Опережаемые громом копыт, чёрной тенью летели на шлемоблещущих немцев покрытые болотным илом всадники Петра Горенского. На холмике близ магистра медленно поднимались к луне золотые трубы, дрогнули и опустились. Перед рыцарскими полками не было плотного тела неприятельского войска, которое надо было пробить копьями, рассечь, рвать на части, топтать шипастыми подковами. Лишь тень клубилась тучей пыли и летела уже вдоль фронта. Ничего не видя сквозь низко опущенные забрала, рыцари хватались неуклюжими толстыми перчатками за крючки и винты шлемов, перекладывали поперек седел копья и тянулись к приседельным ольстрам за большими пистолями.

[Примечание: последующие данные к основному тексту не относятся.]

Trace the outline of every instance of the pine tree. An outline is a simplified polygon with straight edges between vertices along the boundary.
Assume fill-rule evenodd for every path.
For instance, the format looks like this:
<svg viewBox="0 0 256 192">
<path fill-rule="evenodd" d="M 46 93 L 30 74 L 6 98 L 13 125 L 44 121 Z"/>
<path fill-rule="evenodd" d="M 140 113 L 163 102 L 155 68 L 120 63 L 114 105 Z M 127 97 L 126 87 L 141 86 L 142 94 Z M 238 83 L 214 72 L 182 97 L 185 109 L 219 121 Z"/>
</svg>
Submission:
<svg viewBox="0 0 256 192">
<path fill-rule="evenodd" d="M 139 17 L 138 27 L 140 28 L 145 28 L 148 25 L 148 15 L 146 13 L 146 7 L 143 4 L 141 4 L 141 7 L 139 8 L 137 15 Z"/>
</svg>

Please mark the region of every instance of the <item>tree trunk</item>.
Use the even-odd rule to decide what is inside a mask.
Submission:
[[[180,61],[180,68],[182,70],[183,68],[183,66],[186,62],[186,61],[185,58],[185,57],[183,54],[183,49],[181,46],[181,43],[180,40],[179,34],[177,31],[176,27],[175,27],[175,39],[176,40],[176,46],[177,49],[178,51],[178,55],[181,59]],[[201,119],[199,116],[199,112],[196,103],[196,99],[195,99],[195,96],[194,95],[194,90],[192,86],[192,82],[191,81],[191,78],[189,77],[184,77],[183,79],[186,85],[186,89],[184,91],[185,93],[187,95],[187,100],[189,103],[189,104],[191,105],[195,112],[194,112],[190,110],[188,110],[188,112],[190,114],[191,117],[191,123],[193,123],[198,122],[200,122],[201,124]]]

Вдруг, словно какой-то великан дернул басовую струну небесной арфы, в копытный бой вплелся новый низкий звук тугих тетив, прорезанный резким шорохом и свистом густо летящих длинных стрел. Как град, со звоном и стуком ударили стрелы по плотным немецким полкам, слетаясь на блеск шлемов и огоньки фитилей.
Взревели трубы на магистровом пригорке, и по их указу батальон за батальоном кнехтов стал взрываться мушкетной пальбой, брызнули огнями выстрелов рыцарские полки, заглушили всё грохотом пушки.